To scan a file and ignore all characters that has an ASCII value from 0 to 31 and 127 to 255 and accept only those characters having an ASCII between 32 and 126.
Script:
#!/usr/local/bin/perl
$filename = "$ARGV[0]";
if (-e $filename)
{
open(OUT, "${filename}") || die "can't open $filename\n";
while (<OUT>){
$found= "";
$stat=0;
chomp $;
my @charArray = split(//, $);
my $ref = \@charArray;
foreach (@charArray) {
$val = ord($$ref[$stat]);
if(($val>31)&&($val<127)){
$found = "$found$$ref[$stat]";
}
$stat++;
}
$found = "$found\n";
print $found;
}
close(OUT);
}
Problem:
The code mentioned above runs for 20-25 mins for a 500 MB file. This is very slow.

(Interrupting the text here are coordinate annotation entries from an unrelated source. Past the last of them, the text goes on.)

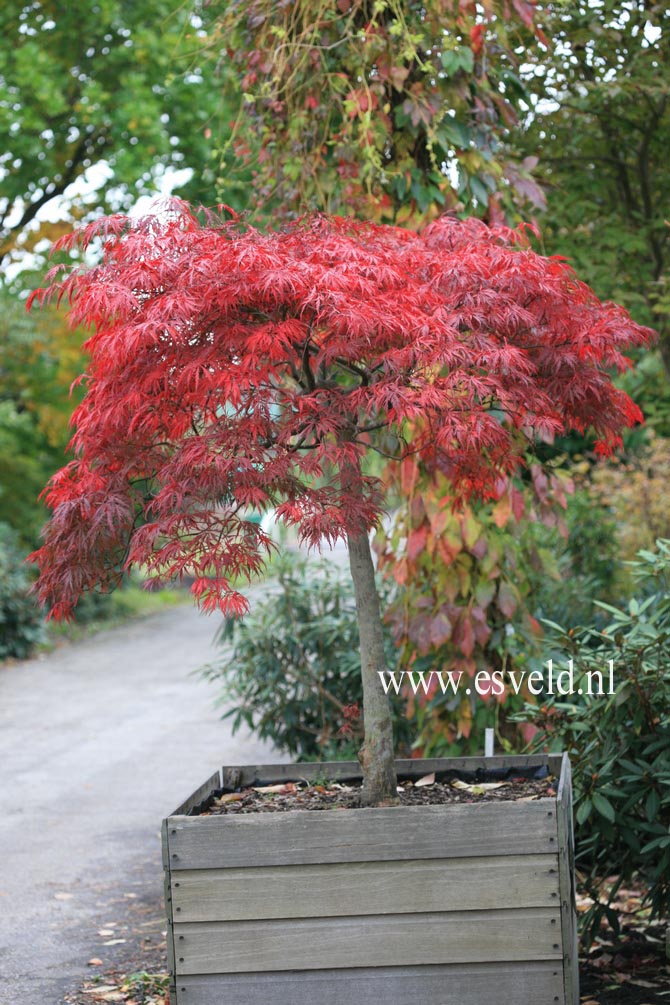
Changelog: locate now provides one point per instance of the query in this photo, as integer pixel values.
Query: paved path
(98, 741)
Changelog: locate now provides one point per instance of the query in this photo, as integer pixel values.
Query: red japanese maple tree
(232, 369)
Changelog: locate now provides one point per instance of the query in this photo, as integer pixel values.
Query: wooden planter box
(462, 905)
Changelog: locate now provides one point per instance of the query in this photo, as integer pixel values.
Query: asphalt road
(98, 741)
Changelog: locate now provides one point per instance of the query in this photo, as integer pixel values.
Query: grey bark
(377, 753)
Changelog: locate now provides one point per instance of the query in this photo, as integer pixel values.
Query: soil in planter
(426, 791)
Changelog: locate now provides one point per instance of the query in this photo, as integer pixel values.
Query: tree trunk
(377, 754)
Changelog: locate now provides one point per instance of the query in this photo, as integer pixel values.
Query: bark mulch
(426, 791)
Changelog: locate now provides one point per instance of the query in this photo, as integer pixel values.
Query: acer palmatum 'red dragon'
(232, 369)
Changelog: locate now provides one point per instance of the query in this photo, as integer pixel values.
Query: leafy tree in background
(601, 127)
(231, 369)
(388, 110)
(116, 85)
(38, 362)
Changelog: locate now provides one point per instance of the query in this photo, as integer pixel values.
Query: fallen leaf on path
(269, 789)
(426, 780)
(479, 789)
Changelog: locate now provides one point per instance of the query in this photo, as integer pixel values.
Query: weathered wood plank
(268, 774)
(366, 888)
(517, 984)
(567, 884)
(407, 940)
(170, 939)
(376, 834)
(200, 795)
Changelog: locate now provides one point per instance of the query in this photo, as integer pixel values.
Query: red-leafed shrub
(232, 369)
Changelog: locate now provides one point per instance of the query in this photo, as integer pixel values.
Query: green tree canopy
(115, 83)
(601, 129)
(390, 110)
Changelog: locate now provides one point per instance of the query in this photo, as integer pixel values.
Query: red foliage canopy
(232, 369)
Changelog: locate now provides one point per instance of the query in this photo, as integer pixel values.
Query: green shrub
(21, 623)
(620, 745)
(291, 668)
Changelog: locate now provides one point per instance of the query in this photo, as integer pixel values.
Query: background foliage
(620, 745)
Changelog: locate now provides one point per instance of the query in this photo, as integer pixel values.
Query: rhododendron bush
(232, 369)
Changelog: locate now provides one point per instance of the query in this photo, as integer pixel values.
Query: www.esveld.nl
(595, 683)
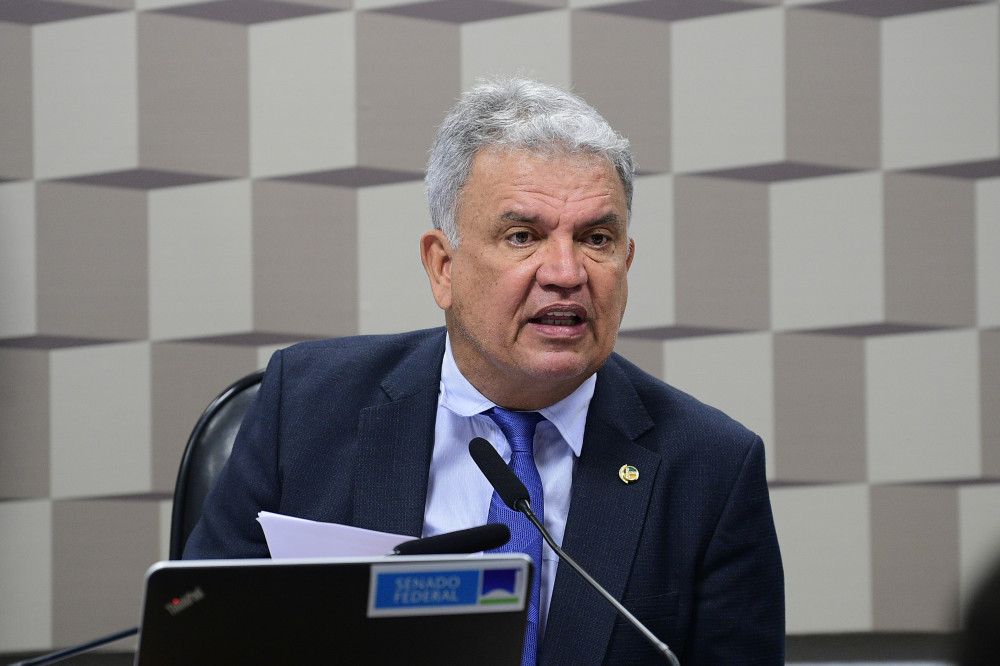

Can someone let me know if this can be done in a more efficient way so as to reduce the file processing duration?
Thanks..It still takes 10 mins. I have one question here, if we are reading the entire file and moving one character by character won't it consume valuable memory? For eg in C we can take certain bytes (as first batch) from the file and process it and then follow with the next batch of the file.
Can anything be done here?
#!/usr/local/bin/perl
use warnings;
use strict;
$ARGV[0] or die "Need a filename\n";
while(<>) {
foreach my $t (split(//)){
my $ord = ord $t;
print $t if ( $ord >= 32 && $ord <= 126);
}
print "\n";
}
Perl actually has pretty efficient internal optimizations for this kind of stuff.
If you are really into optimization, you can calculate a baseline by running just perl -ne 1 on the file and then see how much your additional processing takes time. Add some more steps piecemeal and see if there are any really big jumps in the stats. If there are, figure out if you are disabling some internal optimization and if rephrasing the code can get it back.
Can you split the processing, like tr -d '\000-\037\200-\377' <file | perl ... and get away with it?
(Or '\000-\011\013-\037\200-\377' if you want to preserve the newlines, like matrixmadhan observed.)